Subtitle Edit is a powerful subtitle editing software that supports the integration of Faster Whisper, allowing you to use it directly as an automatic speech recognition tool.

Integration Method

  1. Open Subtitle Edit and select "Video" -> "Audio to text (Whisper)..." from the top menu.

    subtitle-edit-audio-to-text-menu

  2. If you haven't installed ffmpeg yet, the system will prompt you to download it. Just click confirm.

  3. In the Engine option, select "Purfview's Faster-Whisper-XXL".

    • If the corresponding component is not installed, a message to download Whisper will pop up; select download as well.
  4. Download the model you want to use in the Choose model dropdown menu.

    • It is recommended to choose faster-whisper-large-v3 or faster-whisper-large-v3-turbo.

    faster-whisper-model-selection

    TIP

    Model Differences:

    • Large-v3
      • Currently the most accurate model with the most parameters.
      • Inference speed is slower and requires more memory.
    • Large-v3-Turbo
      • This is a "distilled" version of v3, reducing the Decoder Layers from 32 to 4.
      • Although the parameters are reduced by about 48%, the speed is increased by about 8 times, and the accuracy in English recognition is almost identical to the full version.
  5. After configuration, drag and drop the audio/video file you want to convert or click to add it, then click "Generate" to start the recognition.

    generate-transcription-window

    TIP

    The file selection window may only show video files by default. If you want to convert audio files like mp3, remember to adjust the file type filter.

  6. Once the conversion is complete, the subtitles will be displayed directly in the Subtitle Edit editing interface.

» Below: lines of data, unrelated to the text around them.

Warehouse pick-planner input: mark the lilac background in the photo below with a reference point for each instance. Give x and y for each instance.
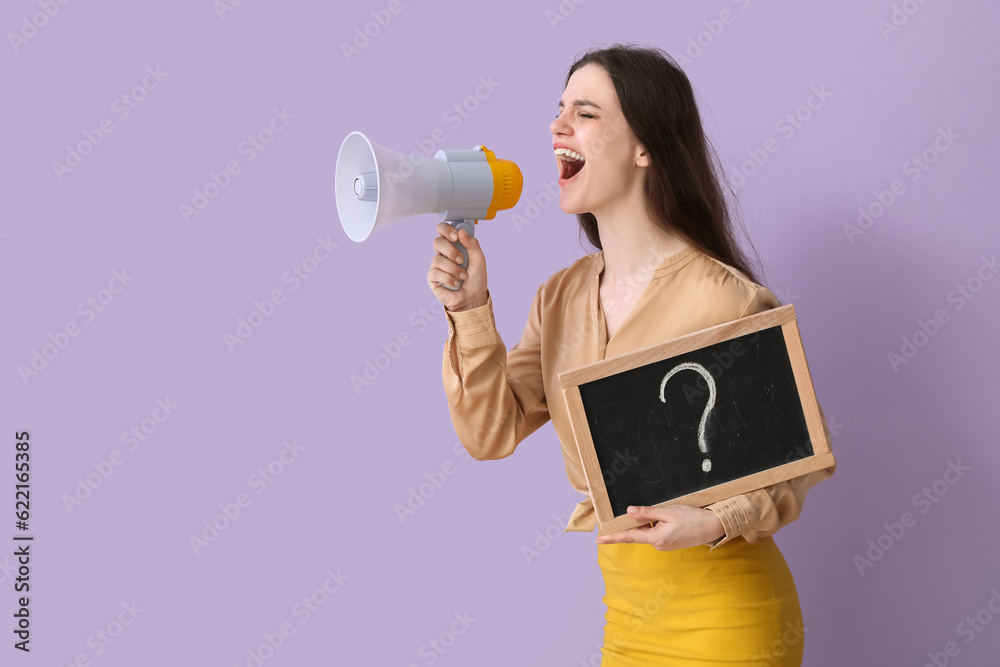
(333, 507)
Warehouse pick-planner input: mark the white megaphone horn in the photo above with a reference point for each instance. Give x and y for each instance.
(376, 186)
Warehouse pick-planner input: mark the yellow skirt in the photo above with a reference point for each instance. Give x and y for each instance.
(736, 605)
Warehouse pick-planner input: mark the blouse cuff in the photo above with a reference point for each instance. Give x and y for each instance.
(736, 514)
(474, 327)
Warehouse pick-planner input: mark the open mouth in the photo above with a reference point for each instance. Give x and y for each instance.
(571, 164)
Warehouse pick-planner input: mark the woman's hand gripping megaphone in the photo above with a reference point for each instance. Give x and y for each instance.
(458, 270)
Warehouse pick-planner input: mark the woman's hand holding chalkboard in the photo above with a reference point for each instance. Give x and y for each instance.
(446, 267)
(673, 527)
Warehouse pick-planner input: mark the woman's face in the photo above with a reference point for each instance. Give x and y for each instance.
(591, 123)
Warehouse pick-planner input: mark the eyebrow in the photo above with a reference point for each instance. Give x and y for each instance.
(580, 103)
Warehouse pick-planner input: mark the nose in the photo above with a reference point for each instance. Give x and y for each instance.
(559, 125)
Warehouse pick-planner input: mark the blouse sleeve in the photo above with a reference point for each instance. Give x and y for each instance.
(762, 512)
(496, 398)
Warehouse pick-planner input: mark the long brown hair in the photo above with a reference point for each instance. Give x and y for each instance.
(683, 188)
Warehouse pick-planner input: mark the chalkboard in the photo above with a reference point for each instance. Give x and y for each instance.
(697, 419)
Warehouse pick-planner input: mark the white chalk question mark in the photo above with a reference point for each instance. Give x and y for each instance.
(706, 465)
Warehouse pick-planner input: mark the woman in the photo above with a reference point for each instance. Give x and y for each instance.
(696, 586)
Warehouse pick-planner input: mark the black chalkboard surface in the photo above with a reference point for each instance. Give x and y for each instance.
(697, 419)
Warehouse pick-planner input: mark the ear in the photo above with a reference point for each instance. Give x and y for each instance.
(642, 157)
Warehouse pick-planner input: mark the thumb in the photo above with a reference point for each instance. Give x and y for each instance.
(471, 244)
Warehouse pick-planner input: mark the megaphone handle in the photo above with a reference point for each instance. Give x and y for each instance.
(470, 227)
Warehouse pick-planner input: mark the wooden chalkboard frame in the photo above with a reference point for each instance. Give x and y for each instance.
(784, 317)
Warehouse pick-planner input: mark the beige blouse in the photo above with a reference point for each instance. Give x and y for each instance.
(497, 397)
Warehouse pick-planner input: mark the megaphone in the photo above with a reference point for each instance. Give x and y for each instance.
(376, 186)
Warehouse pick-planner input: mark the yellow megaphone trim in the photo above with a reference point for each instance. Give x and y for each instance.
(507, 183)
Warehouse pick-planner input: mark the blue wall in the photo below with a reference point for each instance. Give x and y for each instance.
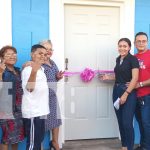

    • You can proofread and modify them directly, and save them as a subtitle file with the same name as the original file. subtitle-edit-main-interface-with-results

Test Results

Using the previous WhisperDesktop test data as a baseline:

  • Test Environment: PNY RTX 4070 Ti Super 16GB Blower
  • Test Material: 5 minute 16 second mp3 file
  • WhisperDesktop Test Data:
    • Using ggml-large-v3.bin
      • Took 22 minutes and 01 seconds (and not always successful, occasionally outputting blank results).
    • Using ggml-medium.bin
      • Took 11 seconds.

This time, I used Subtitle Edit integrated with Faster-Whisper-XXL for testing, with the same hardware and file:

  • Subtitle Edit Test Data:
    • Using large-v3-turbo
      • About 16 seconds.
    • Using large-v3
      • About 32 seconds.

TIP

Since Subtitle Edit does not keep a time log after conversion, the data above is the result of manual timing.

Looking at the data, although the Turbo version (16 seconds) is slightly slower than the old WhisperDesktop using the Medium model (11 seconds), what surprised me more is that Large-v3 could finish in 32 seconds, which is an unimaginable speed improvement compared to the old tool.

As for the output quality, Large v3 is indeed better than Medium, but not as much as I expected. I suspect the reason is that the test file was a song, which was interfered with by background music, and the pronunciation was adjusted to match the pitch during singing, making it inherently harder to recognize. That said, given this execution speed, I think it is more than enough to be used as a local speech-to-text tool.

Changelog

  • 2026-01-30 Initial document created.